Even if it is rubbish to suggest — as some of their more demented supporters do — that the annexing of Frogmore means that there is now no safe space for the Sussexes in the UK.
The biggest joke of all is that Harry and Meghan clearly still thought they had a right to Frogmore Cottage. That it was somehow still theirs. And that it was perfectly acceptable for it to sit empty for 50 weeks of the year and be readily available when they flew in for Wimbledon, or the Graham Norton Show, or the Coronation — in that order of importance, obviously
Ahem. There is the small matter of Windsor Castle, for a start. A fortification that has been keeping royals safe for centuries. And Buckingham Palace is guarded by the British Army around the clock; this might come as a shock to some, but those men in the furry hats are real soldiers, not toy ones.
The King owns many palaces, castles and more than 50 cottages — there is no shortage of spare wings or space or beds for visitors, no matter how ungrateful or unwelcome.
Harry and Meghan appear to hate the monarchy and everything it stands for, but that doesn’t stop them wanting all the perks including grace-and-favour accommodations and, indeed, to be treated like royalty at all times.
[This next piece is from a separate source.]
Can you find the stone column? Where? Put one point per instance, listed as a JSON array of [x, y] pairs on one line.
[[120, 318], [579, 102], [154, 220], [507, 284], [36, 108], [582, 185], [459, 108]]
They like to appear fashionably embarrassed by their privilege, but just watch them yowl like scalded corgis should anyone try to take those privileges away.
This week the couple were out in California, snapped by the paparazzi as they entered San Vicente Bungalows, a private members’ club which boasts the motto ‘privacy is the new luxury’.
Meghan wasn’t carrying her Stop Looking At Us placard, which was a shame. But she was wearing thousands of pounds worth of high-end fashion, while Harry looked rich and relaxed; together they practically pulsated with an intense, cultivated glamour. This is the life they wanted; the vegan leather trousers and the celebrity status, rubbing shoulders with AAA-list stars at an ultra-exclusive Hollywood hotspot.
And to get this new life, they had to say goodbye to their old life, and all the nice things it afforded.
Surely one day soon they will realise that they can’t have both. And that some letters from America are more poisonous than most.